The aim was to investigate if oncologic treatment decision based on G8 screening followed by comprehensive geriatric assessment (CGA) and a multidisciplinary team conference in patients with G8 ≤ 14 was better than treatment decision based on standard assessment. ClinicalTrials.gov Identifier: NCT02671994. Materials and Methods: From January 2016 to June 2018, 96 patients with cancer, aged ≥70 years, were included. Patients were randomized to treatment decision based on the oncologist's clinical judgement (control) or based on screening with G8. If G8 N 14 treatment decision was made as in the control group and if G8 ≤ 14, patients were referred to CGA including intervention as needed and treatment decision after a multidisciplinary team conference (MDT). Results: The study was closed early. 47 patients were randomized to the control group and 49 to the intervention group; 28 had a G8 ≤ 14, 24 of whom attended CGA. In the intervention group 48% completed treatment as planned compared to 54% in the control group (p = .208).
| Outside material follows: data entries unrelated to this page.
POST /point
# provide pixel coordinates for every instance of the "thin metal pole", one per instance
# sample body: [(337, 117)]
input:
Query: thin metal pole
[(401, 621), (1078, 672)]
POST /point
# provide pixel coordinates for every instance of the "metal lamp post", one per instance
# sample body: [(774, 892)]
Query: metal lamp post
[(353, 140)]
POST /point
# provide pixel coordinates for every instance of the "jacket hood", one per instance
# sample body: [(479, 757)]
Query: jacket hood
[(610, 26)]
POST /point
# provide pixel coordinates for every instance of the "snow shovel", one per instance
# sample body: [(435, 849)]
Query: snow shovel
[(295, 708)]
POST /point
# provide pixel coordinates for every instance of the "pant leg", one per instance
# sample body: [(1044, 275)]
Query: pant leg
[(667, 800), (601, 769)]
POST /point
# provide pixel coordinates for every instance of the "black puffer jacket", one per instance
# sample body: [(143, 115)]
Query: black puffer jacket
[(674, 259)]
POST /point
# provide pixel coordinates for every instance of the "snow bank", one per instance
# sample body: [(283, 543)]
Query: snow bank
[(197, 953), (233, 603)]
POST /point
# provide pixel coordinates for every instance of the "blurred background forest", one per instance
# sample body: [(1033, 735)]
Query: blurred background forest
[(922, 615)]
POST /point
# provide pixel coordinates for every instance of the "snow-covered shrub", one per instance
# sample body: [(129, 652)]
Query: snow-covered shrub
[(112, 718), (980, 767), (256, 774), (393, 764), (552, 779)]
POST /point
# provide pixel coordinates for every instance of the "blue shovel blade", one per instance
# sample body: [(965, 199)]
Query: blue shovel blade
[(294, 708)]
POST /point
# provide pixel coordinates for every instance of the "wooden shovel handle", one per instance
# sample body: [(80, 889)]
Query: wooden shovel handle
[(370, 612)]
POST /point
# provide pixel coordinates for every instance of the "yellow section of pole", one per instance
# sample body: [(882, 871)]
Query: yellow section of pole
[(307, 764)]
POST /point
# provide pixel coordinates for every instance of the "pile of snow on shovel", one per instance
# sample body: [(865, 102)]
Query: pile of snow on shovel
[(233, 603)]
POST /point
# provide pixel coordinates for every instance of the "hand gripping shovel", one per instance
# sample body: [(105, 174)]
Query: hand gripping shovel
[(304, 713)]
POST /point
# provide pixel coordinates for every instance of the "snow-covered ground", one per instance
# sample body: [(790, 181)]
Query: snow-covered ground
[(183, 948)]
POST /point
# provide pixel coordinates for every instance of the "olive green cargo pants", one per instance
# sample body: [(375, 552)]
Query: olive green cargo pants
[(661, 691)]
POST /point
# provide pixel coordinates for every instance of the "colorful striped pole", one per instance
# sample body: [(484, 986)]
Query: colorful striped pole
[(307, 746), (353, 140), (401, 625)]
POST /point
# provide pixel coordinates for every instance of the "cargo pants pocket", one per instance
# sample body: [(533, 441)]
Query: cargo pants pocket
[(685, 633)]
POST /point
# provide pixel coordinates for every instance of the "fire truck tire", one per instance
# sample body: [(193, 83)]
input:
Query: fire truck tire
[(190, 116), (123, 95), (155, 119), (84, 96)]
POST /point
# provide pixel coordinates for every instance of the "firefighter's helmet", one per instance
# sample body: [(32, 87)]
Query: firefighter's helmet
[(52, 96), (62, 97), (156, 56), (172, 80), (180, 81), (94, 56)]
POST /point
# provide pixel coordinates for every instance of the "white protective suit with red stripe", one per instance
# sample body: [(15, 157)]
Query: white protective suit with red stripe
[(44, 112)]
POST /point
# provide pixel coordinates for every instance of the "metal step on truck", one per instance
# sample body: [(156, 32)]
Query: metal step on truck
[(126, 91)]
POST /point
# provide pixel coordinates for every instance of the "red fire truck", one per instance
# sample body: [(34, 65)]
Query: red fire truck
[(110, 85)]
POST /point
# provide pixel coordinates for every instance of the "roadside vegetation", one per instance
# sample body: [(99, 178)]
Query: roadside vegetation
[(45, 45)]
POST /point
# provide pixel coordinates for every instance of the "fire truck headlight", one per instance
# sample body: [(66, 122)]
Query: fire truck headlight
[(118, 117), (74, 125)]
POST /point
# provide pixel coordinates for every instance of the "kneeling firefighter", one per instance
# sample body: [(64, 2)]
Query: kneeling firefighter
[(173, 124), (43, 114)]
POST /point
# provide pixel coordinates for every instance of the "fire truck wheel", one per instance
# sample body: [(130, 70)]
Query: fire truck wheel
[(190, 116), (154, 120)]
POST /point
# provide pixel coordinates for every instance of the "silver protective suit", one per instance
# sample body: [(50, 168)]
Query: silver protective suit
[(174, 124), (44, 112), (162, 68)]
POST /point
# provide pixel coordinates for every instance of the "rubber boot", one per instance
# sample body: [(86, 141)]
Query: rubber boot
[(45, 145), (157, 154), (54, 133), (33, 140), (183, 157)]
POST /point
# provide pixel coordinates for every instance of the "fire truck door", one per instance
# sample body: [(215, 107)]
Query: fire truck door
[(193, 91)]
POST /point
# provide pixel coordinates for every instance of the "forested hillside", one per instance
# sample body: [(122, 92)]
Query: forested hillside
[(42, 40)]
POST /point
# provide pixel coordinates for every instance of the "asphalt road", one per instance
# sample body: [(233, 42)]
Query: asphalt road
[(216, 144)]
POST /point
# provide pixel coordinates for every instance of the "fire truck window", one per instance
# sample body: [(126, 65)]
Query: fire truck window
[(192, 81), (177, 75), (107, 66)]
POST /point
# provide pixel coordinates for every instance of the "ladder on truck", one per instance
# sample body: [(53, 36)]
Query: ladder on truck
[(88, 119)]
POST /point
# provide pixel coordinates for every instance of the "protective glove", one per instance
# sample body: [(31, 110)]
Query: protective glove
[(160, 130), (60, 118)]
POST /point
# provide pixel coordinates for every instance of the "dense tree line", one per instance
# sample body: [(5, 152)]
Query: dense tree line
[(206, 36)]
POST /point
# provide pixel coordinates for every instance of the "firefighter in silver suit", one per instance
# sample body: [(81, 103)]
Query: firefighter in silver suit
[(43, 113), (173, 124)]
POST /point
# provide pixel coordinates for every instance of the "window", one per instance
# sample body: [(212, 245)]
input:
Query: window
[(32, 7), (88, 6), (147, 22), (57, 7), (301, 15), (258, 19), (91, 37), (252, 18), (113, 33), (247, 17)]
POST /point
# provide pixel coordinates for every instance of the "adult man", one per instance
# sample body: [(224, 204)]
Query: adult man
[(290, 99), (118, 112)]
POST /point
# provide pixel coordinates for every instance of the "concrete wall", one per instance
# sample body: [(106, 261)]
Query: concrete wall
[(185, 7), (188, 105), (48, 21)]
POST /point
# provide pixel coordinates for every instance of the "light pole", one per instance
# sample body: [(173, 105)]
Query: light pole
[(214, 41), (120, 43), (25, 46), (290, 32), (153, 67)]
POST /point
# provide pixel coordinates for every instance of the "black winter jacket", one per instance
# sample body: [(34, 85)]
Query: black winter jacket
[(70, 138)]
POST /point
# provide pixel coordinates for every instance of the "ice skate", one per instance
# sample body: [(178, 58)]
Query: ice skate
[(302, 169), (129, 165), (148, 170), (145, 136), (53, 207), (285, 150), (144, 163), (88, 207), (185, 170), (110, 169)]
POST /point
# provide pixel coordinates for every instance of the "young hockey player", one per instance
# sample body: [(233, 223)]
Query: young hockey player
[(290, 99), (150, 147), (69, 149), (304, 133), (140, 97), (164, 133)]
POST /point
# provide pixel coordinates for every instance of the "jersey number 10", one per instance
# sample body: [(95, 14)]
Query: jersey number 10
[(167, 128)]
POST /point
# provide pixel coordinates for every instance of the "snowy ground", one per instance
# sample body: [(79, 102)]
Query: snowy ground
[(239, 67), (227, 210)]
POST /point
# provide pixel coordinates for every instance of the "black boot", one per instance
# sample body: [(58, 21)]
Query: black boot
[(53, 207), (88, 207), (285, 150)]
Thirty-eight percent experienced grade 3-4 toxicity in the control group compared with only 20% in the intervention group (p = .055). Median overall survival (OS) was 14.2 months in the control group and 19.1 months in the intervention group (p = .911). Median progression-free survival (PFS) was 9.0 months in the control group and 7.8 months for the intervention group (p = .838). Conclusion: Treatment decision based on G8 screening followed by CGA had no impact on completion rate of planned oncologic treatment, OS or PFS, but resulted in a borderline significant lower incidence of grade 3-4 toxicity.